Rhythm & Views


Opening at No. 2 on Britain's charts in September, Glasvegas' debut CD, released in the United States last month, is an undeniably addictive blast of classic Scottish rock. Backed by a strong push from mega-label Columbia, the band is quickly winning fans on both sides of the pond.

Led by songwriter, lead vocalist and former pro soccer player James Allan, the Glasgow-based quartet echoes the sound and style of fellow countrymen such as the Jesus and Mary Chain and Big Country. Glasvegas' arresting wall of sound envelopes you in waves of heavy reverb. Their soaring anthems, with invariably catchy choruses, are rousing and occasionally inspiring.

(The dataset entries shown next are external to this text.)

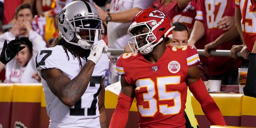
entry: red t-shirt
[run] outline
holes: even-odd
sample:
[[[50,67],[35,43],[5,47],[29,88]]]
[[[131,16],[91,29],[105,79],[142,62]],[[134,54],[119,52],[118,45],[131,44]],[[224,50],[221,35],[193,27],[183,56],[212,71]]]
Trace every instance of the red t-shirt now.
[[[179,22],[186,25],[189,29],[193,28],[195,17],[196,16],[196,0],[190,2],[184,9],[176,13],[172,18],[172,22]]]
[[[255,2],[254,0],[250,0],[251,3],[252,3],[252,10],[253,12],[256,12],[256,2]],[[256,17],[256,14],[255,13],[254,13],[254,16]]]
[[[206,44],[208,44],[225,32],[217,28],[217,23],[225,16],[234,16],[235,2],[234,0],[198,0],[197,4],[195,18],[204,24]],[[220,45],[217,49],[230,50],[233,45],[240,44],[240,40],[234,40]],[[209,74],[211,76],[223,74],[230,70],[240,67],[241,64],[241,60],[228,57],[212,56],[208,58],[208,62]]]
[[[185,80],[189,67],[199,62],[197,51],[189,46],[168,46],[155,64],[140,54],[119,57],[118,73],[136,86],[140,128],[185,128]]]
[[[243,39],[248,50],[252,50],[254,41],[256,40],[256,18],[254,15],[253,6],[250,0],[236,0],[238,9],[240,10],[242,14],[241,26],[243,32]],[[253,2],[254,3],[255,2]]]
[[[174,16],[178,14],[178,8],[176,8],[177,0],[174,0],[168,5],[165,6],[160,0],[156,0],[150,6],[150,8],[154,8],[163,12],[172,19]]]
[[[14,17],[16,8],[22,2],[22,0],[4,0],[4,24],[7,24]]]

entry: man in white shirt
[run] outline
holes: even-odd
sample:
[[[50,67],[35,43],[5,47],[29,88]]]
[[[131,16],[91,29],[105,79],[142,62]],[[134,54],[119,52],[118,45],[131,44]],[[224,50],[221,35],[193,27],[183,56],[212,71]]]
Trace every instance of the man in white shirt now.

The disc's unifying feature is Allan's passionate vocals, delivered in a deliciously thick Scottish burr. His sturdy and agile range is reminiscent of a young Elvis Costello, though hints of American doo-wop and even a dash of Southside Johnny Lyon can be heard in his confident and soulful renderings.

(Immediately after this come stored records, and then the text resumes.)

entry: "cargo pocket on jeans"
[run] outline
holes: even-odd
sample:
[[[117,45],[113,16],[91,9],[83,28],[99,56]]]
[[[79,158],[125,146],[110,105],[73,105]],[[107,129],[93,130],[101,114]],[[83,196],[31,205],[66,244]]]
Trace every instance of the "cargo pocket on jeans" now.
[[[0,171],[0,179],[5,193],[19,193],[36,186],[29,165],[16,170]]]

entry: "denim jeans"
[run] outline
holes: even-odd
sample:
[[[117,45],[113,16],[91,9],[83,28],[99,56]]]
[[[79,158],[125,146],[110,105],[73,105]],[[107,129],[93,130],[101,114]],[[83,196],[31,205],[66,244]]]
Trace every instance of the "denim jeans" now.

Sadly, comparisons to Costello end with Allan's lyrics and song concepts. Though an honest reflection of his working-class roots, Allan's thoughts on absentee fathers, schoolyard bullies, cheatin' hearts and football are less than brilliant. He also has a penchant for lifting well-traveled lines such as "liar, liar, pants on fire."

Thankfully, good, sweet and strong music like this doesn't need great poetry behind it. In its initial outing, Glasvegas patches over any miscues with its spirited commitment. The disc's driving melodies are the perfect kickoff for a night of several pints and glorious heartache--hopefully followed by a thrashing of Manchester United.